L’idea di Ron Paul, che nasce come tentativo di aumentare accountability e trasparenza dei principali attori sulla scena finanziaria, in realtà nulla ha a che vedere con esse, come evidenzia anche l’ex governatore della Fed Alan Blinder in un commento sul Wall Street Journal. L’emendamento sembra innocuo, dice Blinder: in definitiva, perché la Fed dovrebbe essere immune da revisione esterna della propria attività? Giusto, ma il punto è che la Fed non è priva di tali controlli e verifiche. Per dirla con Blinder, il presidente della Fed “non viaggia in jet privato né pasteggia a caviale”, oltre a doversi sottoporre ad audizioni parlamentari periodiche; i libri contabili della Fed sono già sottoposti a verifica da parte del GAO, che entra anche nella valutazione di importanti aspetti di operatività della Fed, come l’operazione AIG ed i salvataggi bancari, per fare un esempio di stretta attualità.

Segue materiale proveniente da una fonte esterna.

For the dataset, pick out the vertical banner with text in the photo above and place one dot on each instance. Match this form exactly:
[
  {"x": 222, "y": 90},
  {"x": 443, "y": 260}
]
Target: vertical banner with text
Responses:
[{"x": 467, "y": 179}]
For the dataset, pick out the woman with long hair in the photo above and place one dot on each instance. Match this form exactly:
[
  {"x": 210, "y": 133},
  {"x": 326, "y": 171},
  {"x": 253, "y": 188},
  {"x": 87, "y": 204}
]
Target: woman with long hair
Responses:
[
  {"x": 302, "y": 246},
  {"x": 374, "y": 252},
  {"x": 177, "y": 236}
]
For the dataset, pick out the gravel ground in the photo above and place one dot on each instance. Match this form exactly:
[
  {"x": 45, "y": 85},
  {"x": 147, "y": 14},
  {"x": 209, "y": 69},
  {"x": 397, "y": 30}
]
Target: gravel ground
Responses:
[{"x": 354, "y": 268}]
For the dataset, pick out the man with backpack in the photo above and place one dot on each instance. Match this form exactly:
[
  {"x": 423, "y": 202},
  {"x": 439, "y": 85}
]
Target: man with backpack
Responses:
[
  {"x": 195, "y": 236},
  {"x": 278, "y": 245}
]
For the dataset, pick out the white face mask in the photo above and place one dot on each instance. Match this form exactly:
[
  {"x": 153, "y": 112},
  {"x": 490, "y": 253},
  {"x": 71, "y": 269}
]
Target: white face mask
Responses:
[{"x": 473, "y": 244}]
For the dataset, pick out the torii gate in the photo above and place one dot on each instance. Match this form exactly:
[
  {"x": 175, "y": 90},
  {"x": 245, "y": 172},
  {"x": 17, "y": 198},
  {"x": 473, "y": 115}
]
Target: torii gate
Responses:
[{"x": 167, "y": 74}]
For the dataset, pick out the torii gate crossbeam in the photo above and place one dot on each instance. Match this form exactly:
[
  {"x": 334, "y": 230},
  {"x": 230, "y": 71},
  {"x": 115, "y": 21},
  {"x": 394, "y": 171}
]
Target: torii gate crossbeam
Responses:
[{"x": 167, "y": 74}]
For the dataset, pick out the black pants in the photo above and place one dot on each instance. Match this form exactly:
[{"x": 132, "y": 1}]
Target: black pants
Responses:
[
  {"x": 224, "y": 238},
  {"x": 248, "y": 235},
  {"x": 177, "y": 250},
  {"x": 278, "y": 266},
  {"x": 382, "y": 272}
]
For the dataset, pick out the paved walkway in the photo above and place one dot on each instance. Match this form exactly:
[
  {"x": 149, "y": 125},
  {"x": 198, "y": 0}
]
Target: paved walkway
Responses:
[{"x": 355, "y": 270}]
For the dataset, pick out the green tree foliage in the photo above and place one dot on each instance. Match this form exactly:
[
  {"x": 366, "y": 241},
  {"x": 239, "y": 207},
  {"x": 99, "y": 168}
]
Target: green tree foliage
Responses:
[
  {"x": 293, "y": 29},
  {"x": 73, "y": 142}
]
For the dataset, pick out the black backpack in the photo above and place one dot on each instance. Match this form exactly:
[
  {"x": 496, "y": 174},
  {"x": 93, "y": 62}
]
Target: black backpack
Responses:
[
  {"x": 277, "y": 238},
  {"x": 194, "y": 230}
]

Il problema dell’emendamento Paul-Grayson risiede nel fatto che, in base ad esso, sarebbe direttamente la politica monetaria ad essere messa in discussione per opera del Congresso. L’esempio di Blinder è molto efficace, oltre che inquietante:

Con ogni probabilità, il prossimo anno la Fed inizierà il processo di uscita dall’attuale politica monetaria iper-espansionistica. E’ del tutto prevedibile che quando ciò accadrà qualcuno al Congresso non ne sarà contento, o forse ne sarà furioso. Saremmo contenti di una revisione della politica monetaria della Fed per opera del GAO, che membri del Congresso userebbero per intimidire, fors’anche minacciare, membri dell’organismo della Fed che fissa i tassi d’interesse? Ci piacerebbe vedere membri del FOMC chiamati a deporre davanti al Congresso per spiegare perché “stanno uccidendo posti di lavoro”?

L’iniziativa di Paul sortirebbe l’effetto opposto a quello dichiarato: una devastante politicizzazione della politica monetaria americana, la definitiva perdita di indipendenza da parte della Fed (già minata dalla natura duale del suo mandato, checché ne pensino alcuni nostrani detrattori a oltranza della Bce) ed il progressivo scivolamento della public policy americana verso connotazioni “sudamericane”. Sappiamo che Paul non è uno sprovveduto, ed il suo obiettivo programmatico è ben riassunto  dal titolo del suo recente libro, “End The Fed“, e non riusciamo a credere che non abbia valutato le unintended consequencies di tale azione.

Se l’obiettivo di abbattere una istituzione largamente imperfetta come la Fed, che Paul giudica poi pure “corrotta ed incostituzionale”, passa per una fase di caos e di ulteriore svilimento della moneta in una sorta di logica del “tanto peggio, tanto meglio”, il libertario texano potrebbe scoprire che la fase di transizione andrebbe ben oltre la sopravvivenza degli Stati Uniti come entità libera ed occidentale. Non vorremmo dover scoprire, tra qualche tempo, che il libertario Ron Paul è diventato l’idolo dei politici criptosocialisti italiani, quelli che odiano le “irresponsabili” tecnocrazie e vogliono tutto il potere nelle mani degli “unti dal popolo”.